Research shows tourism rises when people are worried about the economy.

So, who’s up for a week in Athens? In the wake of the Greek debt crisis, restaurants and hotels in the country have become, as Vox points out, very affordable for tourists. A Grexit would make them even more so. Meanwhile, Greek beaches remain just as beautiful, and Greek ruins just as historic. But will locals welcome foreigners looking to take advantage of the country’s weak position?

It seems they likely will, according to research.

You might think that people would worry about their traditions getting Disney-fied and commercialized, but it turns out researchers are more likely to harbor those thoughts than actual locals are, according to a 2014 paper by tourism researchers Dimitrios Stylidis and Matina Terzidou. In fact, locals in destination towns from Colorado to Thailand have told researchers they thought the industry actually helped them preserve their culture, by providing an economic incentive to do so. Tourists, after all, often want a bit of local color. Residents in popular vacation destinations are more likely to worry about tourists littering, harming the environment, and worsening traffic than about outsiders diluting the Old Way of Life.

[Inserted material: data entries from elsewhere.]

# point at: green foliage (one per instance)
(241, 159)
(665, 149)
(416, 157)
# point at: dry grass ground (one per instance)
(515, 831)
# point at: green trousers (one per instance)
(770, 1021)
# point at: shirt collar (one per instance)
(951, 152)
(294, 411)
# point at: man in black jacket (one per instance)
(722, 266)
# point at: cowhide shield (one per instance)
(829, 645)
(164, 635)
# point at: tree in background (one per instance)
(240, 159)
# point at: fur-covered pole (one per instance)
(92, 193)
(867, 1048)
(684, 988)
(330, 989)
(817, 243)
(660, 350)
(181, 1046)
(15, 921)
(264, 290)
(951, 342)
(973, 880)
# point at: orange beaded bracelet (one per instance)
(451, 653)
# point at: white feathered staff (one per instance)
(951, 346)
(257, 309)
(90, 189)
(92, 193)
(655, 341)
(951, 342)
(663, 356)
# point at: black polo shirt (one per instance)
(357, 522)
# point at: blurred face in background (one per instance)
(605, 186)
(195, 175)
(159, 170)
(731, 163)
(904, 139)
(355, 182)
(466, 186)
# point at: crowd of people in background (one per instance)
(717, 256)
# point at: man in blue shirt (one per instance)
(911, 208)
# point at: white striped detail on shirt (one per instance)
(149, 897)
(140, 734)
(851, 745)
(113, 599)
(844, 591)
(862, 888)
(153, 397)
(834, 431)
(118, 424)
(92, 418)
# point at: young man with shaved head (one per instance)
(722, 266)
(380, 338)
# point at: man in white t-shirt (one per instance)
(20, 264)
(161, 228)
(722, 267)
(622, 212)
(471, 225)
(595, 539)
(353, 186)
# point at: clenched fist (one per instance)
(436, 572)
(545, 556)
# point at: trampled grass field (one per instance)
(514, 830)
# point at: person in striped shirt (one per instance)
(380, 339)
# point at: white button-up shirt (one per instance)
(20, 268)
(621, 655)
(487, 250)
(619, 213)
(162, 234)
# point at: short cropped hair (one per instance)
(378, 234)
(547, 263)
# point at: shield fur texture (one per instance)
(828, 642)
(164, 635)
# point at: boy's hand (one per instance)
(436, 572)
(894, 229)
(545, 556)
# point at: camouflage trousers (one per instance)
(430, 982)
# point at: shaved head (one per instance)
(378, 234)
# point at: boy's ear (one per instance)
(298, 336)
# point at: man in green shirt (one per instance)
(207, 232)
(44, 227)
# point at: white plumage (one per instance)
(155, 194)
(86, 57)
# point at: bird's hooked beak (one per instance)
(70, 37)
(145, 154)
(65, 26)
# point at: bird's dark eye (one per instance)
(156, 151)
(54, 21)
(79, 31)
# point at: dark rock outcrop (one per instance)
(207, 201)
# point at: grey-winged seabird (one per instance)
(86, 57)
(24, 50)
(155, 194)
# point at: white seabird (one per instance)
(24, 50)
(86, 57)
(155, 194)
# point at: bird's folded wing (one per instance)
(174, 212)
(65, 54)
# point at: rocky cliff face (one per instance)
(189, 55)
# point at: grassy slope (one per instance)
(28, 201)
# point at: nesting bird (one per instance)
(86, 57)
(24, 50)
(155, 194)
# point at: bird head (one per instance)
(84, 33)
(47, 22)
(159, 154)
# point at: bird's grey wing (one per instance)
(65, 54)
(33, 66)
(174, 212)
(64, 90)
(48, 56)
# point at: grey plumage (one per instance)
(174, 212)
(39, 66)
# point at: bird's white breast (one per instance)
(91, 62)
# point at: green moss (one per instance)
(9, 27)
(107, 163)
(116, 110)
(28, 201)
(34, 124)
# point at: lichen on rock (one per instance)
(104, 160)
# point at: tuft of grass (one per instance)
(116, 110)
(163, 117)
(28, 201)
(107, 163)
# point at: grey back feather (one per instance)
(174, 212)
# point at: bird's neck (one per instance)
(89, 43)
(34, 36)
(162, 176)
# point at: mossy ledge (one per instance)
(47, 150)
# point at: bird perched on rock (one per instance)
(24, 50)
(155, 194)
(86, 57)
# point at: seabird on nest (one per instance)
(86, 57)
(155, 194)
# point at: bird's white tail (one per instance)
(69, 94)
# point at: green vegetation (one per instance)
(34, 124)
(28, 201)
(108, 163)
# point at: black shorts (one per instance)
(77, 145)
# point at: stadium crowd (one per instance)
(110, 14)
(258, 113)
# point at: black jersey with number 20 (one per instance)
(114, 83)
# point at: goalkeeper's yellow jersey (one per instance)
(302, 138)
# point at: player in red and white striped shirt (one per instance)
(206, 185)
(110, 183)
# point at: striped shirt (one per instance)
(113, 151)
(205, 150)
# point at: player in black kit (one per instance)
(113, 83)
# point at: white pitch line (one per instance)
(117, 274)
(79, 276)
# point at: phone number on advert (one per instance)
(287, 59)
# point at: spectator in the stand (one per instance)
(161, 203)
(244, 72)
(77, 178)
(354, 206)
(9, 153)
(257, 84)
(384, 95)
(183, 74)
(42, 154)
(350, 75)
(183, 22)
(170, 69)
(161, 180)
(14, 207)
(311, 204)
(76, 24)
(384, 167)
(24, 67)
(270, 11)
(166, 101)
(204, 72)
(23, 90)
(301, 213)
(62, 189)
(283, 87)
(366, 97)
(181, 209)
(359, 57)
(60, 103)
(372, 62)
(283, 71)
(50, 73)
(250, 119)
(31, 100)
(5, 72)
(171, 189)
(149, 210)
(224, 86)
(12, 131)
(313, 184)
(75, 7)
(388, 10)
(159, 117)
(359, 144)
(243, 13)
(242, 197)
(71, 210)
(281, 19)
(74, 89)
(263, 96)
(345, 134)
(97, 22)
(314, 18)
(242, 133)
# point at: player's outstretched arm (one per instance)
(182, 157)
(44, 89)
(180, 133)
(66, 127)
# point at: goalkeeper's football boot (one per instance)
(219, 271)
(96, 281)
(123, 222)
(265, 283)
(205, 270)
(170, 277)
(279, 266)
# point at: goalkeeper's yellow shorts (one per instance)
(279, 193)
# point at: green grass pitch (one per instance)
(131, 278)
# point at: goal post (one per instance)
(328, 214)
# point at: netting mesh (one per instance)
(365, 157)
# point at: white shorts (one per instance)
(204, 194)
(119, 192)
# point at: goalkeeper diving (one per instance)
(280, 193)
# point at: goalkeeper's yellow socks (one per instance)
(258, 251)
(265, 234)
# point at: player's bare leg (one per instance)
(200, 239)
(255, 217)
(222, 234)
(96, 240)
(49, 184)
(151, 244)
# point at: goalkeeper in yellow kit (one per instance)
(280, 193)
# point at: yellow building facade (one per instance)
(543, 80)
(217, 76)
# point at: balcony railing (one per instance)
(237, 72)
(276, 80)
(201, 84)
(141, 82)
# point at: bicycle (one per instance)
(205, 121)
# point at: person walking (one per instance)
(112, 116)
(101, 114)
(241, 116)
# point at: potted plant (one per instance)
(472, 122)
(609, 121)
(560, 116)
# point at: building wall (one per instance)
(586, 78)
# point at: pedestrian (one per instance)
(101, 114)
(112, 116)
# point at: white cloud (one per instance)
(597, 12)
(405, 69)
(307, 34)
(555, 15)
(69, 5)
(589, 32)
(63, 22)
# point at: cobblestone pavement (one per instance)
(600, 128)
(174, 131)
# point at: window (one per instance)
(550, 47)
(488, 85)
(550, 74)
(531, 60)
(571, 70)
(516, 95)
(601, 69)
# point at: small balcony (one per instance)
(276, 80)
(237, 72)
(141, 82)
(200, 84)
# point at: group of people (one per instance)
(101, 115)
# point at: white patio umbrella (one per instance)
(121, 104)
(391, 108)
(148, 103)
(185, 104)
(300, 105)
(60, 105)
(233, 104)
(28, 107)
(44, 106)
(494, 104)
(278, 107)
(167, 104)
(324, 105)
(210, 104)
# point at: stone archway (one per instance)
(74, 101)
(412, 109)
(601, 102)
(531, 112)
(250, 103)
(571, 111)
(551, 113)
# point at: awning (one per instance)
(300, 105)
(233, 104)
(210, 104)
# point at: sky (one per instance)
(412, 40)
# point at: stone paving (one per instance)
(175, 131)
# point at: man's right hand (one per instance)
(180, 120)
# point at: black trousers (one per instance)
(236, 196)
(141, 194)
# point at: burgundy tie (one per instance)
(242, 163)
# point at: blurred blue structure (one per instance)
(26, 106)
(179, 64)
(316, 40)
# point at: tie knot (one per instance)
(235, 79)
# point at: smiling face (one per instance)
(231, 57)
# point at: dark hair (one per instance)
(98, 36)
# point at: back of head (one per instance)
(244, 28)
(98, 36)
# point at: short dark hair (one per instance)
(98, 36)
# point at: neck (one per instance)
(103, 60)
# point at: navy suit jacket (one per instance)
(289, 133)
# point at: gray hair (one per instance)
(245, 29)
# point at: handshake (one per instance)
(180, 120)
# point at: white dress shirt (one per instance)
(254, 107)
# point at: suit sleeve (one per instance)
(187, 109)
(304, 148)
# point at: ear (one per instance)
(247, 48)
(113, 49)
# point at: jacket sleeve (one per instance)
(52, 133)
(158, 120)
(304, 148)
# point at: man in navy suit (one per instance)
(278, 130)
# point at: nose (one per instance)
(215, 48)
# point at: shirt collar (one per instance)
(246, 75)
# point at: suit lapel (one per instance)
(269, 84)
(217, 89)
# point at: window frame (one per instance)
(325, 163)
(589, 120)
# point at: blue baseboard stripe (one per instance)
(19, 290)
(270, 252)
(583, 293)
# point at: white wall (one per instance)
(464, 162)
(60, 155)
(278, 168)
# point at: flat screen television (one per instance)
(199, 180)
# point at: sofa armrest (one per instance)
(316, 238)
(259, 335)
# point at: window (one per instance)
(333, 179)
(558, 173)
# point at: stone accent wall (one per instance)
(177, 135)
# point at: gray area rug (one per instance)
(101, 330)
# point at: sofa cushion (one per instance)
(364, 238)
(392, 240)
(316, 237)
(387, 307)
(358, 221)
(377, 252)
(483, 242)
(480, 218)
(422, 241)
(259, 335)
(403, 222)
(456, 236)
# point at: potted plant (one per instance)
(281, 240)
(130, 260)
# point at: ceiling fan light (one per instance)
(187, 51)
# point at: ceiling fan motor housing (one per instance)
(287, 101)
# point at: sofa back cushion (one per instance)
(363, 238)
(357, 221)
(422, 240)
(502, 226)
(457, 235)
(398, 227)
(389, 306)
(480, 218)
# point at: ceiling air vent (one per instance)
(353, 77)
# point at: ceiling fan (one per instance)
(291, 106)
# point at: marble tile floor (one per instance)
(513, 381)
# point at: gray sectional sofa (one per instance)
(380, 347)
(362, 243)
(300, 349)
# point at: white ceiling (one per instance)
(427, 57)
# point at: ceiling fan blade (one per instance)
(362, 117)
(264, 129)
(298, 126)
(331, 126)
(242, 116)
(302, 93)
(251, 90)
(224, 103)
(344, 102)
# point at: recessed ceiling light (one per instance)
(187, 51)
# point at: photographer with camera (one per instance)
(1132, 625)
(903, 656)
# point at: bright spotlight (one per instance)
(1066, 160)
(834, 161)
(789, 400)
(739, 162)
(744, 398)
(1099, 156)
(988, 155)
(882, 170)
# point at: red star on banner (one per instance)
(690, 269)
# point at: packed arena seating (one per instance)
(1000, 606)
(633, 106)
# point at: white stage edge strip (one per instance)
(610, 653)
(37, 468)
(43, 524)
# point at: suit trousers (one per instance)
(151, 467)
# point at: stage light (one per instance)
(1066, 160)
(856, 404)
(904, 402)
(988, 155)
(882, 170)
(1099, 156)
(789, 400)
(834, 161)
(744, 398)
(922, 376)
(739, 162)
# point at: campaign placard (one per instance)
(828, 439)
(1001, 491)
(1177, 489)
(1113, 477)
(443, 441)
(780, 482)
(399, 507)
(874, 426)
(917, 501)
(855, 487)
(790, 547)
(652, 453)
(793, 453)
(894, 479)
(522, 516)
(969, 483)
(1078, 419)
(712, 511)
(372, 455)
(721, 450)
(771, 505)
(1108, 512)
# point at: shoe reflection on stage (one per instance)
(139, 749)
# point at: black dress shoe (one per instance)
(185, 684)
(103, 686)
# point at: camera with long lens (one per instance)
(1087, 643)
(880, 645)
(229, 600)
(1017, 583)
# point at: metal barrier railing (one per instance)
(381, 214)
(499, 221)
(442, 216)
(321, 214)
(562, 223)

You might think that people would worry about their traditions getting Disney-fied and commercialized, but it turns out researchers are more likely to harbor those thoughts than actual locals are.

In addition, several tourism studies have found that the worse off people perceive their local economy to be, the more welcoming they are of the tourism industry. It stands to reason, then, that Greeks might be especially friendly during this time of need.

As a concrete example, Stylidis and Terzidou surveyed 317 adults living in the seaport city of Kavala in northern Greece, where officials tried to bolster tourism after the worldwide economic downturn in 2008. At the time of the study, Kavala’s unemployment rate was 25 percent, with one in 10 businesses in town having closed. In 2010, the city hosted more than 240,000 visitors, about four times the number of its own population of about 55,000.

Most of the survey respondents thought Kavala should continue to develop its tourism, that more tourists should come to Kavala, and that the city government should put more money into tourism, despite other budget cuts. The more worried respondents were about their city’s economy, the researchers found, the more strongly they agreed that tourism was good for the city and the less they worried about tourists littering or being noisy. The high rate of support for tourism in Kavala persisted even among people who wrote in surveys that they neither worked in the industry nor had a family member who did. It seems many hoped that tourism would lift everybody up, even if only indirectly.

But does it really do that? That’s a totally different question from what we’ve been considering here, but yes, tourism does tend to help local economies, at least in the short term and sometimes for the long haul, too. Still, locals may pin their hopes too high. “Studies conducted in developing countries/destinations … found that residents tend to overestimate the economic gains and underestimate the costs (i.e. environmental) of tourism development,” according to Stylidis and Terzidou.

But that’s Greece’s worry, not visitors’. Why not give Greece a break and take a vacation there? Just relax, enjoy the local culture, don’t litter, and maybe try to tune out the news.